The library is divided into four main sections: the main library, the gallery, the Ante-Library, and the Dome Room. In a bookcase near the window of the Dome Room, there is a brown quarto book with the title Narcissus Japonicus, or a Description of the Guernsey Lily. It is the second edition, printed in 1737, although this particular copy is missing a title page. This curious book tells the story of the beautiful pink flower with scrupulous attention to detail, beginning with the etymology of its old Latin and English names and tracing its origins in Japan and its introduction to Europe, before moving on to a meticulous botanical description of the plant.
Its author was the Scottish physician James Douglas (c. 1675-1742), who started his literary career in 1707 with a comparison of the anatomies of dogs and humans. Douglas had sent a gardener called Thomas Knowlton to Guernsey to undertake research for the second edition, who had returned with many colourful and sometimes implausible explanations for the introduction of the flower to the island. For instance, many of the islanders apparently believed that the flower had first arrived on the island aboard a wrecked Japanese ship:
The same gentleman told him further, that it was the general opinion in the island that they owe this beautiful plant to a shipwreck, and some roots being cast on shore by the waves were pickt up by the inhabitants taking them to be Onions, and accordingly planted in their gardens for such.
Very few copies of this eccentric book survive. What makes the Chatsworth copy really unique, however, is an architectural pencil sketch on the final page. This rudimentary sketch, over 250 years old, features two interlocking round arches. How did it get there?
The answer lies in the fact that a substantial percentage of the books now housed at Chatsworth once belonged to Richard Boyle, 3rd Earl of Burlington (1694-1753), a notable architect famous, among other things, for designing the Palladian villa Chiswick House. Since Burlington had no male heir, his possessions were inherited on his death by his daughter (and subsequently by her husband, later 4th Duke of Devonshire). His library contained many books on architecture, most importantly those by Andrea Palladio and Inigo Jones. His tastes were very broad, however, and he owned a variety of works, from French polemics to the works of Alexander Pope.

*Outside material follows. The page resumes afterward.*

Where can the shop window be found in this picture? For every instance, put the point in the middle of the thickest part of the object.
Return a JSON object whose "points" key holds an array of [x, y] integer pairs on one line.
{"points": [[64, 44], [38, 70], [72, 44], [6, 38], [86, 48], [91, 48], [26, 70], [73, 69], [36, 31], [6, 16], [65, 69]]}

The archival team are working to discover which of the books now at Chatsworth once belonged to the Earl of Burlington. Although a contemporary catalogue of his collection has survived, the libraries of aristocrats can seem like carbon copies of each other, inevitably containing the same titles: the complete works of Virgil, the orations of Demosthenes, and various other classical, historical and theological works. Still, some books can be identified as Burlington’s with certainty, for instance, in the many cases where they feature his autograph on the title page. The presence of an architectural sketch definitely allows us to attribute Narcissus Japonicus to Burlington’s collection.
We can imagine Burlington sitting in his library with a copy of this book, who would have been 43 years old when it came off the press. He might have smiled at the amusing anecdotes and perused with wonder the drawings of the plant’s anatomy, before suddenly being struck with a design idea. Reaching for a pencil, he had no time to find a sketchbook for fear of forgetting the idea, so he was forced to draw it inside the book to hand. And to think: this is only one title, not obviously noteworthy, out of the multitude of books housed in the library at Chatsworth House. Many more of them must contain such secrets, long forgotten, waiting to be discovered.